Purtroppo il baccano che produce il cantiere in fondo alla via non assomiglia affatto ai suoni naturali di animali e uccelli.
Mentre stavo pensando a come rimediare a questo inconveniente acustico, ho deciso di scavare un lungo fossato nella terra per farci un fiume, ma la paletta di plastica si è rotta subito. Ho adoperato allora la zappetta di mamma ed è stato facilissimo, anche se mi sono uscite delle bollicine sulle mani. Il solco è venuto profondo e sinuoso, un vero fiume tropicale.
Ho provato a riempirlo d'acqua usando il secchiello, ma nel tragitto dal bagno al giardino quella appena versata si asciugava subito. Allora ho preso il tubo per annaffiare e l'ho messo ad un lato dello scavo. Che bel fiume, quando ho aperto il rubinetto al massimo! Il suo scroscio, poi, copriva un po' i suoni del cantiere e rendeva tutto più vero. Due problemi risolti in una mossa!
Certa che in un simile scenario la mia gatta sarebbe diventata una tigre perfetta, sono corsa in casa.
Zanna dormiva beata sul divano.
Con un pennarello nero a punta grossa ho cominciato a tracciarle delle righe sulla pelliccia, ma si è svegliata subito e mi ha graffiata, facendo cadere il pennarello, di punta, sul cuscino ricamato dalla nonna. Quella macchia di inchiostro sulle roselline gialle non ci voleva proprio!
Appena sono riuscita ad afferrare Zanna per la collottola, l'ho tuffata nel fiume per inaugurare alla grande la sua nuova vita. Si è trasformata in tigre all'istante: è balzata fuori dall'acqua soffiando, e si è messa a saltare ovunque, strappando foglie e rami. Era euforica, uno spettacolo di felicità!
Si è infine rintanata dietro due vasi, sotto la siepe, col fiato corto. Si leccava il pelo spargendo il nero da tutte le parti. Avrei dovuto usare un pennarello indelebile.

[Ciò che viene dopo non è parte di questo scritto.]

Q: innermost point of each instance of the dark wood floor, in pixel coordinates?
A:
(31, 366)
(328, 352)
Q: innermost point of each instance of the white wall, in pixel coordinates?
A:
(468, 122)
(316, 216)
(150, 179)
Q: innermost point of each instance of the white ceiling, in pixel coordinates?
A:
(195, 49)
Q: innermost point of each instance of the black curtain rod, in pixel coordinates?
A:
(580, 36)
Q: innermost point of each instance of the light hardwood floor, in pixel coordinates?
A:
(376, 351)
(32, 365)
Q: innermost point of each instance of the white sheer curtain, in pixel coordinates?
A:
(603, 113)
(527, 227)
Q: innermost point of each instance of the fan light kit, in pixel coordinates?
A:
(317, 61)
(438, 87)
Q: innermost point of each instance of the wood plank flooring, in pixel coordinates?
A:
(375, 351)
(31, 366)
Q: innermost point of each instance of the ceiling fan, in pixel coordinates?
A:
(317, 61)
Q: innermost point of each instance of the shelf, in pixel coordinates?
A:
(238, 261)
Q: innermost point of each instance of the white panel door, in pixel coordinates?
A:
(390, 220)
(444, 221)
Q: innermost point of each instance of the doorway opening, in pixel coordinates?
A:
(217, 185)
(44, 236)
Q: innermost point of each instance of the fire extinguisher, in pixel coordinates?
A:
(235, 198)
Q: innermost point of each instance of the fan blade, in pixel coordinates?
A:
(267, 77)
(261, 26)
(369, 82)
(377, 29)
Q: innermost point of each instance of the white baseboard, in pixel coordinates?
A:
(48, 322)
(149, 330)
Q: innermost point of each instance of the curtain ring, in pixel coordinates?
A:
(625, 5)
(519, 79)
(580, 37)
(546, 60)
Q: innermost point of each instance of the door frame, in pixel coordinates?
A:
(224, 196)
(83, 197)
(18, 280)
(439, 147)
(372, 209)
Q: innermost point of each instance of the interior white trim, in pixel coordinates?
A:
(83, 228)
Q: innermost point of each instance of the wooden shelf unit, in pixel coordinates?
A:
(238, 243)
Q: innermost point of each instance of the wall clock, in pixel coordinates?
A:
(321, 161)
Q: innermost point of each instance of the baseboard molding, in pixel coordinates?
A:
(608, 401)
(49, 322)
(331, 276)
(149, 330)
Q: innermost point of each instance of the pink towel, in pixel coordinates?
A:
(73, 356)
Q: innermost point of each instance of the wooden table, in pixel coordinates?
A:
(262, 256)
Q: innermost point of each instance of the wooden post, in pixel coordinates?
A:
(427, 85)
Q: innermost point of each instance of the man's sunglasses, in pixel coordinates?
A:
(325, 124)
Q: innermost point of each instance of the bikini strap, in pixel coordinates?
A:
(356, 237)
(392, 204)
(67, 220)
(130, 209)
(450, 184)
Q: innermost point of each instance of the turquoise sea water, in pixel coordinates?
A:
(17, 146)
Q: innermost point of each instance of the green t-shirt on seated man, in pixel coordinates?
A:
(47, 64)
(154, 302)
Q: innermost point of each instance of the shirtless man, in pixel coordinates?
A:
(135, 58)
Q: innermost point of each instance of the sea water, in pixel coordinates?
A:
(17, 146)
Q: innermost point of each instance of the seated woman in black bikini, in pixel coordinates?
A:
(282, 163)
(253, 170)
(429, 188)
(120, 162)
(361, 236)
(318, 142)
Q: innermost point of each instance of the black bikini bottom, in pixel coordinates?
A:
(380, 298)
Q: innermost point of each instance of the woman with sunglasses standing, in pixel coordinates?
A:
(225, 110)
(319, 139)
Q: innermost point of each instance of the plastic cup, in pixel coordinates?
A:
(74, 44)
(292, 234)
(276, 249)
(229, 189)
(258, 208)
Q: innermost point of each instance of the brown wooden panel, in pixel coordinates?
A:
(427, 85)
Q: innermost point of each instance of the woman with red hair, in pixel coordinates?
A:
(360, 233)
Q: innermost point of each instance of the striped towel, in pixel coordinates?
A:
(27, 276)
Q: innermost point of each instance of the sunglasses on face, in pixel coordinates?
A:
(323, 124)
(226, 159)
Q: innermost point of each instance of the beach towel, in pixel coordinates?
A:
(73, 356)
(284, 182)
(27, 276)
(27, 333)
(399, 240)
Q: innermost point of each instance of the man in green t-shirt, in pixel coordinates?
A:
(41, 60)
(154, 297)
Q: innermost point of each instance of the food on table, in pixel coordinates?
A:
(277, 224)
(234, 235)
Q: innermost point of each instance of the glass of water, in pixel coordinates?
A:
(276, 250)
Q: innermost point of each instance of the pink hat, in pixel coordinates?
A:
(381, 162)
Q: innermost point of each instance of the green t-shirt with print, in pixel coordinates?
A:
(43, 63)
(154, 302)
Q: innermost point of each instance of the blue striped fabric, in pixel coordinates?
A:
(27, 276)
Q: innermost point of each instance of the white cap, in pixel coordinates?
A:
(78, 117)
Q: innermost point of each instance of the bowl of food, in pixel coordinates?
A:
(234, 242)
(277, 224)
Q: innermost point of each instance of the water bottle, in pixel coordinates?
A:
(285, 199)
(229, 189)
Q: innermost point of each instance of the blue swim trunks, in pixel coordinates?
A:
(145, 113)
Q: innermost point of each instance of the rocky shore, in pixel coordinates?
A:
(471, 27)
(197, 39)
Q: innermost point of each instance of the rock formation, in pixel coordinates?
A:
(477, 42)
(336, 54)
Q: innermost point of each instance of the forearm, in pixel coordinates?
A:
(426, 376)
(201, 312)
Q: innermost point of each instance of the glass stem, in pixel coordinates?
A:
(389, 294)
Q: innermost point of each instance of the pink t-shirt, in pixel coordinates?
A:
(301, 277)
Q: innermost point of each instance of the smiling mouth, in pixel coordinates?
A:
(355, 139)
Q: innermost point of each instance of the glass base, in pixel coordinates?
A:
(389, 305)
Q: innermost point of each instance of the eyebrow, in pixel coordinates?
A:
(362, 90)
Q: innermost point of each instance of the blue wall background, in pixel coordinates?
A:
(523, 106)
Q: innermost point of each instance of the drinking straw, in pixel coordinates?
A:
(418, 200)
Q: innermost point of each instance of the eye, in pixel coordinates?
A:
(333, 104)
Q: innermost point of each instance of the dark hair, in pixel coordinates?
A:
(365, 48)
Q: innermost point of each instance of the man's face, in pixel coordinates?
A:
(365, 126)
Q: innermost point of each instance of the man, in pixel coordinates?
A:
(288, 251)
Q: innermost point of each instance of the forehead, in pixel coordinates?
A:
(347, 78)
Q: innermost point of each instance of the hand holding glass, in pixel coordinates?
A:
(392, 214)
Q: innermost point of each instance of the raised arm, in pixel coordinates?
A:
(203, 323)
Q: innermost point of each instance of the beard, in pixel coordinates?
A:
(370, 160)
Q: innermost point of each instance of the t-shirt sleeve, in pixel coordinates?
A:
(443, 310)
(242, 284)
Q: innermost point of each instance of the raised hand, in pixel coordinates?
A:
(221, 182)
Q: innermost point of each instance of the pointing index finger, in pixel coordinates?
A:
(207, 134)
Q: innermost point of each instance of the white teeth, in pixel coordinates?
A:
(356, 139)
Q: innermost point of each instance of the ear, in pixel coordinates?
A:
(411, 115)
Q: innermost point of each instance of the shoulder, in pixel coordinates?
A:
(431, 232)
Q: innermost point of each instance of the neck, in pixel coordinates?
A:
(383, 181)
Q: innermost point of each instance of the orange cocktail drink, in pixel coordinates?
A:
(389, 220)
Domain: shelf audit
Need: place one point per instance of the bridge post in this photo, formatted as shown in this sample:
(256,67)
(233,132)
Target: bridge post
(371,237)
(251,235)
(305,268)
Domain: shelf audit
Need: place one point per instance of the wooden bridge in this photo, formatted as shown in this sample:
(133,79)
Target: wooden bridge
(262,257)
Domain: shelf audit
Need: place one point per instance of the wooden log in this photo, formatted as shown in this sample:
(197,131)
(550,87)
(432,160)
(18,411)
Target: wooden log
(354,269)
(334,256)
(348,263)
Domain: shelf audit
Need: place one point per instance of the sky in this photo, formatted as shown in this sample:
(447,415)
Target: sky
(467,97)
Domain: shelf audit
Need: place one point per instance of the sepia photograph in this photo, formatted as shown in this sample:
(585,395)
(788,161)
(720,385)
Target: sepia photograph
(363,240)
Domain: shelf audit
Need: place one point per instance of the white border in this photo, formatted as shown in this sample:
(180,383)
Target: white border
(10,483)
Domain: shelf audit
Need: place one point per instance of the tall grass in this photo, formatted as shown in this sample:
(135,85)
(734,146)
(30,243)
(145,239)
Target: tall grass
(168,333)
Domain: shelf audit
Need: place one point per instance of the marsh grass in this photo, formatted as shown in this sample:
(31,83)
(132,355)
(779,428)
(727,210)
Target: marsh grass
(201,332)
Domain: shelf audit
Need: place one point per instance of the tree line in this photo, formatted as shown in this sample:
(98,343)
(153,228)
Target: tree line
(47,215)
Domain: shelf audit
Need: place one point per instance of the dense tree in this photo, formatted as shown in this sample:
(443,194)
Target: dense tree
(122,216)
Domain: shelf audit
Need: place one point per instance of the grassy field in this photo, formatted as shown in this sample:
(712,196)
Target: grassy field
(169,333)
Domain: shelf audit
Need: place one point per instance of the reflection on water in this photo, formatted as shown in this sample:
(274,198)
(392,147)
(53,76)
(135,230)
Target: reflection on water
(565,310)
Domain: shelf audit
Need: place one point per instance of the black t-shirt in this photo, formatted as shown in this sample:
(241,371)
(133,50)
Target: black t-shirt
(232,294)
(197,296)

In quella sono tornati i miei genitori, passando proprio dal cancelletto del cortile.
Papà ha spalancato la bocca e fatto cadere le borse della spesa, mamma si è appoggiata alla ringhiera ed ha ripetuto all'infinito “il Mioficus il Mioficus il Mioficus...”.
Sono contenta che abbiano apprezzato il mio lavoro.
Ora devo insegnare a Zanna come si ruggisce.